ホテルでチェックインするのは夕方か夜になるかな。
今日はまったり過ごすとして、明日以降は観光したり先輩が楽しみにしてるプールで遊んだり。

今回は宿泊するホテルがメインかもしれない。
去年出来たばかりで55階建ての高層ホテルが3棟連なっていて、
その3棟のホテルは屋上にある船を模した巨大空中庭園で連結している。
そこに空と繋がっているかのような野外プールがあり、先輩はそこに行きたがっている。
インフィニティプールって言うんだっけ。
私もすごく楽しみだったり。
何しろ唯先輩が『シンガポール すごいホテル』なんて単語でネット検索してすぐに見つかる程だ。

唯「はぁ~早く泳ぎたいなぁ」

梓「その割には珍しく寝坊してたじゃないですか」

高校の頃の唯先輩なら珍しくも何ともないんだけど、社会人になった唯先輩が寝坊した所を見た事がない。
と言っても先輩と再会したのは最近だし、むしろお泊りした時は私が寝坊しちゃってるんだけど……。
おまけに自炊もしてるし頼れるしで気が付いたら私の方が甘えちゃってたり。
やっぱり一人暮らしするとしっかりするものなのかな。

……対する私は都会で一人暮らししていたものの会社に嫌気がさして退職。
その後再就職せず引きこもりみたいな感じになって友達や先輩からの連絡も見て見ぬふり。
あの時は完全に迷路に迷い込んでいて自分から身動きとろうとも思えなかった。
そんな状態のまま先日地元に帰ってきて、その時偶然唯先輩と再会して、こう、ね。
しっかりしつつも変わらない唯先輩に元気を貰って、もう一度頑張るぞって思ったんだ。
おまけに唯先輩からアパートのスペアキーまで渡されちゃって。
大事な物だからそれを持って消えないでねっていう首輪みたいな感じで。

唯「あずにゃんが来てくれるって言うから目覚ましかけなかったんだ」

唯「起こしてくれるかなーって。

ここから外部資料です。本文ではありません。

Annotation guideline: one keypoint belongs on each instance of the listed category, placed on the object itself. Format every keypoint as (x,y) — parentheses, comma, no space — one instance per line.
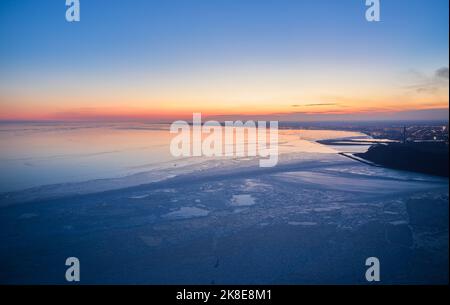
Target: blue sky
(156,47)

えへ」

こういうところも変わらないなあ。

今回の旅行には目的というか名目があって、まず私を立ち直らせてくれた唯先輩へのお礼を兼ねている。
唯先輩はずっと遠慮していたけど誕生日プレゼントという事にして飛行機のチケット代とホテル代は私が払う事にした。
という事で唯先輩への誕生日プレゼントとしての旅行でもある。
値は張ったけど、一人暮らしの時は貯金が趣味みたいになってたし仕送りもあったからお金はそこそこあった。
むしろ先輩の為に使えるのならあの何も得られなかった苦行にも意味が見出せるというものだ。
この旅行ではとにかく唯先輩に楽しんでもらわなきゃ。

それからもう一つ。
旅行先で、唯先輩の誕生日までに、返事をしなければならない。
私は11月11日に唯先輩から告白された。
ずっと前から好きだったと言われて、その時私は

どちらかと言えばセーフ

という何とも曖昧な言葉を返した。
その場では焦ってうまく返せなかったし、あとで考えれば考える程障害が浮き彫りになるし。
そりゃあ唯先輩の事は好きだけど、先輩の言う『好き』と同じかどうかわからなくて。
その後現在まで保留みたいな感じになっている。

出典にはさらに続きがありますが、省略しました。